Coming from the Windows world of C: and D:, I was initially flummoxed by the various partitions in the Linux world. I remember abandoning my first Linux Mint desktop installation when it asked me to allocate space for various partitions such as swap and boot. I think there may be others who faced a similar situation. I think this article will give you a brief idea of the various partitions on Linux.
Partitions & Partition Tables
Partitioning is a way to divide a single hard drive into many logical drives. A partition is treated as an independent drive and refers to a contiguous set of blocks on the said drive. Paritions host a certain kind of file system which is a numeric code associated with the partition type. For e.g., a Linux swap partition has the code 0x82. A partition table is an index that identifies how the hard drive is split into the different partitions.
Primary partitions are the initial partitions installed as part of the boot sector (typically 512 bytes). Logical partitions are sub partitions of the primary partitions which must be contiguous. The primary partition that contains logical partitions is called an extended partition.
There are two types of partition tables – Master Boot Record (MBR) and GUID Partition Table (GPT). The former is something you may have heard from the times of MS-DOS, GPT was introduced in the late 90s to overcome the limitations inherent in MBR.

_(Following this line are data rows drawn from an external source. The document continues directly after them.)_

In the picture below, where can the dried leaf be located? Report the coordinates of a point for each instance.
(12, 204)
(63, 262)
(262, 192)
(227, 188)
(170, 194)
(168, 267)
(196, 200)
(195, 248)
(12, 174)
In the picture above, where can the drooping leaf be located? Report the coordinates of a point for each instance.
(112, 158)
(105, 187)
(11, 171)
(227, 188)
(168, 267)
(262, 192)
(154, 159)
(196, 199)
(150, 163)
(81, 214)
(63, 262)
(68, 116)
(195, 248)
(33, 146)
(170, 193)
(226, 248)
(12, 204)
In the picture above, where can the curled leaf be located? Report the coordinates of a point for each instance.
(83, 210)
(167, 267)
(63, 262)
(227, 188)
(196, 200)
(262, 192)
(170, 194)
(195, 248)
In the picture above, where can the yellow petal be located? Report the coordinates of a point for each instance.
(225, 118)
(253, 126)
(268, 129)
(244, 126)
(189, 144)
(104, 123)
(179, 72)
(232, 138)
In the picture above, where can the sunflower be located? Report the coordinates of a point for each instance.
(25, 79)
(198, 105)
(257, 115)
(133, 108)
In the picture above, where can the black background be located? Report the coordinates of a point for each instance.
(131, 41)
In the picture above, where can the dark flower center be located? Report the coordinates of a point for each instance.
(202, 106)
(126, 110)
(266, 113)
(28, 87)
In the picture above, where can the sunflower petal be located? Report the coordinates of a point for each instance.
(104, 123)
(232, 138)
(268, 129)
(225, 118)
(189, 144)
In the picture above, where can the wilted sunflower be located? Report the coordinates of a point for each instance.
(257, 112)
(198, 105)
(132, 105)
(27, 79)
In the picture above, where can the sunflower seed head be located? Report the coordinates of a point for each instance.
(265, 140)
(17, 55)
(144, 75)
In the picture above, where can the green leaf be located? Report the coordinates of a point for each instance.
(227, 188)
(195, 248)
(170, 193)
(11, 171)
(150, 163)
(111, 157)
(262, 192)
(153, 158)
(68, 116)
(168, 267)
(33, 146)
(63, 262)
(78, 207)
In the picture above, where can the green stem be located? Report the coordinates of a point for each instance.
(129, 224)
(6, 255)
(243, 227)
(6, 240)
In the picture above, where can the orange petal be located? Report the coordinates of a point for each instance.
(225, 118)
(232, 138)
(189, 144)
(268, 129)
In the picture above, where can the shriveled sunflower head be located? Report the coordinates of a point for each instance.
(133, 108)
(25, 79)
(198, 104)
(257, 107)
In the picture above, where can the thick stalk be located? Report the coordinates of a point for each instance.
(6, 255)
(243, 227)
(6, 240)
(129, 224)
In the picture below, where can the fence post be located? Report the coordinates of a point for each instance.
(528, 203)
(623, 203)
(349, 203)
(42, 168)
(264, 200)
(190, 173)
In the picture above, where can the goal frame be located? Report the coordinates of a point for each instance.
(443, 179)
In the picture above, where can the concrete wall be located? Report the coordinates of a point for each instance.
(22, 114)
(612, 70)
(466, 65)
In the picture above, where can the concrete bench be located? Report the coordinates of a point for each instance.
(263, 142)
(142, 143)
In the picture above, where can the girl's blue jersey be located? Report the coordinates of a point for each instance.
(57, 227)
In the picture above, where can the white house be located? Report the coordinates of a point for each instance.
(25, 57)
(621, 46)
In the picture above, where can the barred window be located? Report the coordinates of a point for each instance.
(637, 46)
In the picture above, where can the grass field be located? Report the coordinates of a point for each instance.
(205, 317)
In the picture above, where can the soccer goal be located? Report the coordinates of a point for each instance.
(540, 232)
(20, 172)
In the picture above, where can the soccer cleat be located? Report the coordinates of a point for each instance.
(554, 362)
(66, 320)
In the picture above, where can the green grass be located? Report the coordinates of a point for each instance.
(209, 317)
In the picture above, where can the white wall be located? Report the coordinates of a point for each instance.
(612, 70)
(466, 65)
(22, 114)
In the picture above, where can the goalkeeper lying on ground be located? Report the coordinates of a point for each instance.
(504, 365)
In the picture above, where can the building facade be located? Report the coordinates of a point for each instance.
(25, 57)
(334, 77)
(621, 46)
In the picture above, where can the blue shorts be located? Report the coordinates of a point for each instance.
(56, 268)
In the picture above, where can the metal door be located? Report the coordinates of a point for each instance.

Partitioning using MBR limited partitions to only 4 and each partition could not exceed 2TB in size. The number 4 may seem sufficient, but causes problems when multiple OS needs to be installed with each Operating system requiring a primary partition of its own. Further, MBR has data integrity issues as it is a single data structure could be damaged by hardware failure or carelessness. Following the primary partitions, additional logical partitions are defined in a linked-list structure. If one partition is damaged, the remaining logical partitions cannot be accessed. There are no inbuilt error-detection capabilities, so a faulty MBR is hard to detect.
GPT was defined as part of Intel’s Extensible Firmware Interface (EFI) which later evolved into the Unified EFI (UEFI) standard. GPT uses 64-bits for logical block addresses, twice of what MBR uses, exponentially increasing supported partition sizes to 8 ZB (8,600,000,000 TB). GPT is more reliable as it uses two locations for storing its data structures – at the beginning and at the end of the disk. This improves the chances of reliability in case something fails. You can now define 128 partitions though this can be changed if the software used to create the partitions allows it. Finally, GPT allows you to define partitions in a way that is human readable. As an administrator, you can define different file systems to be on different partitions that can be easily identified such as /home, /tmp and /boot
Having multiple partitions on your disk can greatly improve the efficiency of the disk. Based on the contents and average size of your files, you can choose an optimum block size for the partition. For e.g., if you have a large number of small files lesser than a kilobyte in size, having a partition with 4096 bytes as the block size means that storing each file wastes about 3KB.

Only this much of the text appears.